Hal itu dinilai menjadi keuntungan tersendiri bagi Toyota sebagai pabrikan otomotif terbesar ketiga di dunia yang telah memasarkan kendaraan bermesin hibrida sejak dua dekade lalu.
"Jika ada satu produsen yang telah memanfaatkan 'dieselgate', itu adalah Toyota," kata Direktur Pusat Penelitian Otomotif Jerman Ferdinand Dudenhoeffer seperti dilansir AFP, Rabu.
Para ahli mencatat pabrikan besar Eropa menghabiskan waktu bertahun-tahun untuk menciptakan mesin diesel yang ramah lingkungan. Sedangkan Toyota sudah menjadi pemimpin industri hibrida, yang didukung kombinasi bensin dan generator listrik.
Produsen lain, terutama Suzuki dan Kia juga berkomitmen jangka panjang untuk kendaraan hibrida, kendati "Toyota adalah yang pertama dan terfokus untuk mengembangkan serta memposisikan teknologi sebagai energi alternatif yang baik" untuk diesel, kata Analis industri otomotif Jato Dynamics Felipe Munoz.
Fokus pada hibrida
Pada Geneva Motor Show pekan ini, Toyota mengatakan akan berhenti menjual mobil diesel di Eropa mulai tahun ini.

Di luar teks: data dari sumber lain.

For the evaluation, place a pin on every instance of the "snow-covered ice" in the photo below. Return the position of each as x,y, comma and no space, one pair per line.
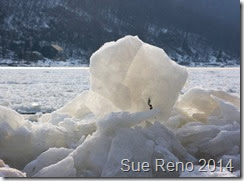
31,90
133,110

"Kami tidak akan mengembangkan teknologi diesel baru untuk mobil penumpang, kami akan terus fokus pada kendaraan hybrid," kata Johan van Zyl presiden Toyota Motor Europe, di Jenewa, tempat pameran mobil besar pertama di Eropa dibuka pekan ini.
Dudenhoeffer yakin Toyota "diuntungkan atas keberhasilan masa lalu", bukan karena menjadi pemimpin dalam inovasi.
Pabrikan Eropa Renault dan Volkswagen sudah menggunakan teknologi baru, namun Toyota belum, menurut AFP.
Pada jangka panjang, para ahli meyakini pasar kendaraan hibrida akan terus melemah setelah mobil listrik sepenuhnya semakin populer pada dekade berikutnya.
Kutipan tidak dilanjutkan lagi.